Ella se sentó en su silla rosa y comenzó a deshacer lo que tanto trabajo le había costado.

-Pues es lo que hay, por lo menos aquí tengo esto, en otros tengo que utilizar el lavabo.

Marion bajó una de las sillas apiladas y se sentó. Ese día no era demasiado bueno para ella, las cicatrices de la operación le tiraban demasiado.

Mientras José Luis aparecía debajo del maquillaje, ellas lo contemplaban fumando un cigarrillo. Él se dejaba admirar y se recreaba con ello. Observó a las dos mujeres, tan diferentes, a través del espejo.

-Y vosotras, ¿no tenéis prisa como la otra?-y señaló a  Marion.

Macarena se dirigió a ella, ni siquiera se había percatado de que se encontraba mal.

-Te podría dar algo, siempre llevo, pero después de beber no me atrevo, si quieres podemos ir a tomar una infusión o algo así. Se agachó para poder verle mejor los ojos..¿te encuentras muy mal?

Marion asintió.

-Pues no se hable más, tomaremos algo en la primera cafetería que encontremos abierta.

-Pues no sé donde puede haber una, a estas horas.

Ya estaba, Mercedes la escéptica.

José Luis, vestido con su camisa y vaqueros viejos se colocó las gafas de pasta.

-Yo sé de una que está las 24 h, si me dejáis ir con vosotras-su mirada había cambiado.-No quiero volver tan pronto a casa.

Y terminaron las cuatro en Gran Vía, tomando un café con azucarillos y canela, mientras se confiaban sus respectivas historias. Porque a partir de entonces José Luis no sería él, para ellas sería siempre Emperatriz, grandiosa, alegre y divina.

Las farolas habían comenzado a apagarse cuando se despidieron prometiéndose contar con ella en alguna que otra salida. A partir de entonces, José Luis sueña con una realidad que algún día hará
posible. Aquellas mujeres, con sus alegrías y desdichas, con su amistad a pesar de las diferencias, le habían enseñado que podría conseguirlo.

-Pues las operaciones de cambio de sexo son cada vez más frecuentes-le había dicho Macarena.

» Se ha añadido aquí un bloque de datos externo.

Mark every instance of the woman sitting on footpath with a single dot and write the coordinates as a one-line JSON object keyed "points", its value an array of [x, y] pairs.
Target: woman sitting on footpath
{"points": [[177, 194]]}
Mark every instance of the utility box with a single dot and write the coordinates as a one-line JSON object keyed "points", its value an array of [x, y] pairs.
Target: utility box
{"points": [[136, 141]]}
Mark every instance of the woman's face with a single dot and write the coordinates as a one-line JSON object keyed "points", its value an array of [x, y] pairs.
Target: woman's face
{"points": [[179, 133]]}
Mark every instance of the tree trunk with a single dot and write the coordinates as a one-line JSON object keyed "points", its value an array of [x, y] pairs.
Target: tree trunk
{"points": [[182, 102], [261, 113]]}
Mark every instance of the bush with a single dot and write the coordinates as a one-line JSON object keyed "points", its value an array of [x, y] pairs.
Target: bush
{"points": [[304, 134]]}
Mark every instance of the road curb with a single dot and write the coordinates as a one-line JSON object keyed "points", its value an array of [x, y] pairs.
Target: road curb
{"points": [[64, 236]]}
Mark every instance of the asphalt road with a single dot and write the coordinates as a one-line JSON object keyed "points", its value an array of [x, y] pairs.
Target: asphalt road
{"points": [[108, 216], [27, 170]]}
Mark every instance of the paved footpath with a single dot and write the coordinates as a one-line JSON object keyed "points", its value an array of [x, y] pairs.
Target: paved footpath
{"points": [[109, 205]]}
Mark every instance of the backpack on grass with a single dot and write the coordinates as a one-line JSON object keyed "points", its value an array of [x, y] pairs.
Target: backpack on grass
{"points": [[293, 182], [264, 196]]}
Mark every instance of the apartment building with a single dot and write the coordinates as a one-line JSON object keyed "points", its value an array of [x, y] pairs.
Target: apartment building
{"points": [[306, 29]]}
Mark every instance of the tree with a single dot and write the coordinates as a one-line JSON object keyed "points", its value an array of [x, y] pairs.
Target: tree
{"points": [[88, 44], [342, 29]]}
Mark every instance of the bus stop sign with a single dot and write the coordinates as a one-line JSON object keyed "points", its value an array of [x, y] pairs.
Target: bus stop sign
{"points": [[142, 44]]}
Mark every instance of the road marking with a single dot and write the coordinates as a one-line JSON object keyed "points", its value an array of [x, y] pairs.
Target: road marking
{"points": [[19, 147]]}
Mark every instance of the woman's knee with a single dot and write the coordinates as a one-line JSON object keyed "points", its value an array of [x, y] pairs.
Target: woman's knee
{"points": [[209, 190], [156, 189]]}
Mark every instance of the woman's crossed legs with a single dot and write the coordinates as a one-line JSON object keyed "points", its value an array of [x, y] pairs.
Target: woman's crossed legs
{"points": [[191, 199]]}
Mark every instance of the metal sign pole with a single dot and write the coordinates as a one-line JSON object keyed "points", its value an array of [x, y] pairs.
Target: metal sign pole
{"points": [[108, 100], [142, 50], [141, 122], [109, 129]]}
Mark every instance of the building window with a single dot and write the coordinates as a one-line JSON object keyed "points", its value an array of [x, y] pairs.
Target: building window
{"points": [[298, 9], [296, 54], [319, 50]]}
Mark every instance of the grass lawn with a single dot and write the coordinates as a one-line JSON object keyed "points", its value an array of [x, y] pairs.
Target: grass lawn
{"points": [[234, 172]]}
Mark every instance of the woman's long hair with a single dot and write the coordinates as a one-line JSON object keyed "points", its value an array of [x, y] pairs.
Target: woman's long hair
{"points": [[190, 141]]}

Cuando a las nueve apareció por la oficina, su sonrisa evidenciaba que el cambio que tanto había deseado, estaba a la vuelta de la esquina. No había conocido a aquellas mujeres por casualidad, si se encontró con ellas en aquel preciso momento, tenía que tener algún sentido. Ya no estaba solo, ahora tenía a amigas con quien hablar siendo ella misma.

Miró el reloj, aun no era hora de desayunar, las fotocopias le esperaban en la mesa perfectamente ordenada, donde tan sólo se había limitado a poner una foto de su abuela. Observó por la ventana, como las tiendas levantaban los cerrojos y la calle era invadida por el bullicio de siempre, e imaginó que estarían haciendo en ese momento sus nuevas compañeras.

Ellas, a algunos kilómetros, también pensaban en su nueva amiga. Mercedes discutía con el tráfico mientras llevaba a sus hijos al colegio; Macarena dormía, no tenía guardia hasta la noche y Marion, pobre Marion, lloraba tendida en la cama por un dolor que no terminaba de irse. Se durmió como una niña, con las mejillas mojadas y suspirando, mientras Carlos la observaba en silencio.